Ten years ago old-time music was dying in the Kentucky mountains where it was born. “Fiddlers were hard to find around here,” says Knott County banjo player Randy Wilson. “I could count the ones I knew of on one hand.”
The Cowan Creek Mountain Music School was founded with the hope of reversing that trend. For seven years, the best old-time musicians in Kentucky have come to the school, in Letcher County near Whitesburg, to spend the last week of June teaching old-time tunes to mixed classes of children and adults. The school defines “old time” as the indigenous music that was in the mountains before the advent of radio and recordings.
The results of this cultural rescue mission are already evident, says Wilson, who has taught at Cowan Creek since the school began. “I know 20 or so fiddlers now, and fiddle is a hard instrument to learn. It takes time and encouragement. And the Cowan Creek School gives people that.”
Last October the school’s success in preserving the region’s cultural heritage was honored when its sponsoring organization, the Cowan Community Action Group, received the Kentucky Governor’s Folk Heritage Award.
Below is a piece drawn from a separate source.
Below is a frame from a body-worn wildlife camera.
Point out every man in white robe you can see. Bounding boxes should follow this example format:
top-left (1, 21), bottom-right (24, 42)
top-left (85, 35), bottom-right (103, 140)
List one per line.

That honor was hard-earned, says school founder Beverly May, a local fiddler and nurse practitioner. “We do fund-raisers all through the year so that every Kentucky kid can come to the school regardless of ability to pay. The kids sell CDs of the school performances like Girl Scout cookies. And so far we’ve squeaked through. The reason it’s worked is because the parents and kids realize that they have been brought into a welcoming community, and kids’ lives have been changed.”
The summer school has also led to a year-round program, “Pick and Bow,” in which students meet for music classes after school and perform at area festivals and community functions.